FOTOGALERIA: A trajetória de Rafaela no Maracanãzinho

Rafaela ouviu o hino nacional no pódio, ladeada por Mallory e pelas medalhistas de bronze, a eslovena Vlora Bedeti e a alemã Miryam Roper. A também brasileira Ketleyn Quadros havia sido eliminada por Malloy nas oitavas.

Para a campeã, que comemorou com os pais, Luiz Carlos e Zenilda, a irmã Raquel e a sobrinha Ana Carolina, o título teve o sabor de volta por cima.

— Foi muito bom para calar quem me criticou e que disse que lugar de macaca era na jaula. O esporte não depende da cor nem de nada — enfatizou Rafaela. — Puseram mensagens nas redes me criticando, dizendo que eu era uma vergonha. Vim para ser campeã mundial na minha cidade. No meu país ninguém me tiraria este ouro.

Criada na Cidade de Deus, ela começou ainda criança, por influência dos pais, para ser campeã mundial adulta, medalhista de prata no Mundial Adulto de Paris, em 2011, e de ouro no Mundial Júnior, na Tailândia, em 2008. Atualmente, é a quarta do ranking mundial.

— Muita gente tem talento e garra, mas não tem dinheiro para investir — comentou a atleta do Instituto Reação, do ex-judoca Flávio Canto. — É muito bom vir de comunidade carente e dar exemplo às crianças. Não é só quem tem dinheiro ou mora num lugar bacana. Saí da Cidade de Deus e estou aqui, conhecendo grande parte do mundo.

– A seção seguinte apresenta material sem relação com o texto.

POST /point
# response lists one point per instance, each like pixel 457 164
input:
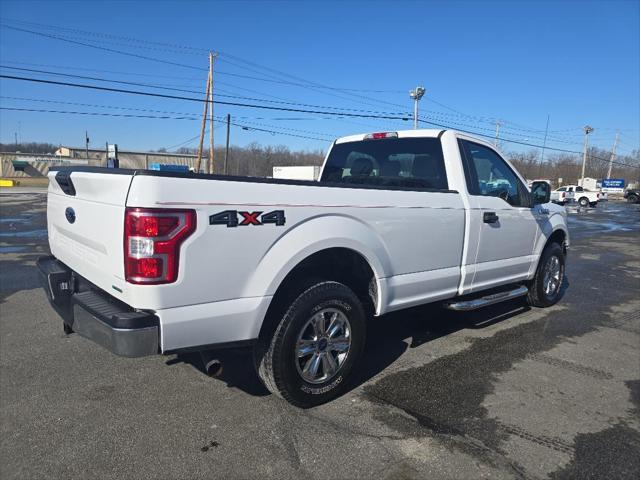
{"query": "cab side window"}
pixel 489 175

Para chegar ao título, a carioca de 21 anos estreou derrotando a americana Hana Carmichael. Depois, bateu a romena Loredana Ohai, e em seguida, nas quartas, superou Nora Gjakova, do Kosovo. Na semifinal, contra a francesa Automne Pavia, bronze em Londres-2012 e número um do ranking, a brasileira conseguiu se impor por wazari, e assim, avançou à final contra Malloy, também bronze em Londres.

— O juiz tinha apontado wazari, mas vi que a mesa dera ippon (golpe perfeito, que decide a luta), e foi só felicidade. Ainda nem parei para pensar que sou campeã, que estou fazendo história. Se Deus quiser, vou buscar o ouro olímpico em casa, em 2016 — declarou ela, que agradeceu ao primeiro técnico, Geraldo Bernardes, recordou a memória do amigo Silvestre Travassos e comentou a importância da participação da treinadora japonesa Yuko Fujii, que está no país há alguns meses. — Yuko foi muito importante. Ela sempre me incentivou e me corrigiu.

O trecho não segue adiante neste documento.